Bu âyetlerde açık bir şekilde görüyoruz ki, bir topluluğa savaş açmak, bir yeri fethetmek için iki sebepten biri bulunmalıdır. Ya o topluluk Müslümanlara savaş ilan eder veya zulme başlar. Müslümanlar da kendilerini müdafaa etmek durumunda kalır. Ya da bir topluluk Müslümanlara zarar vermek veya savaş açmak için hazırlık içine girer. O zaman da, bu fitneyi önlemek için, henüz düşman saldırmadan Müslümanlar karşı tarafa saldırır. Bu durumlarda bile, sadece karşı tarafın askerleriyle savaşılıp, sivil halka asla dokunulmaz. Dolayısıyla bu iki şarttan birisi ortaya çıkmadığı sürece, dinimiz bir yeri ele geçirmeyi uygun görmez.
Buna İslâm tarihinden misaller verecek olursak, Hayber’in fethedilmesinin sebebi; oradaki Yahudilerin Mekkeli müşriklerle ve Medine’yi çevreleyen İslâm düşmanlarıyla ittifak yapıp, bütün Medine’yi kılıçtan geçirme planıydı. Bu fitnenin ortadan kalkması için Peygamber Efendimiz (asm) Hayber’e hücum etti. Mekke’nin fethedilme sebebi ise; Hudeybiye Anlaşması sonrasında Mekkeli müşrikler tarafında olan Benî Bekir kabilesinin, Medineli Müslümanlar tarafında olan Huzâa kabilesine gece baskını düzenleyerek kabile reisiyle birlikte kabilenin bir kısmını öldürmeleridir. Tâif’in fetih sebebi de, Tâiflilerin Huneyn savaşında Hevâzin kabilesiyle birlikte Müslümanlara karşı savaşmasıdır.

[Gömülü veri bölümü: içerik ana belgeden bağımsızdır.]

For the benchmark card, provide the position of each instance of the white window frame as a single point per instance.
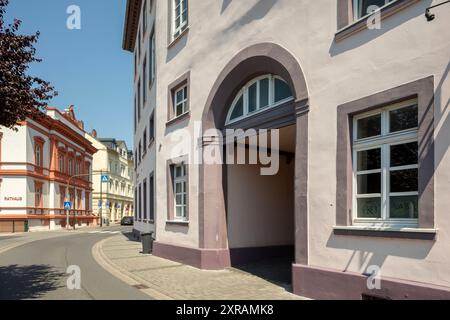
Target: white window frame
(383, 142)
(357, 9)
(152, 58)
(180, 180)
(244, 92)
(38, 155)
(177, 31)
(183, 102)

Özetleyecek olursak; yukarıdaki âyetlerde ve Peygamber Efendimiz’in (asm) uygulamalarında gördüğümüz üzere, Müslümanların cihada kalkışma sebebi ya savunma ya da gelecek olan bir saldırıyı farkedip önceden tedbir almaktır. Bunun haricinde bir savaş sebebi bulunmamaktadır.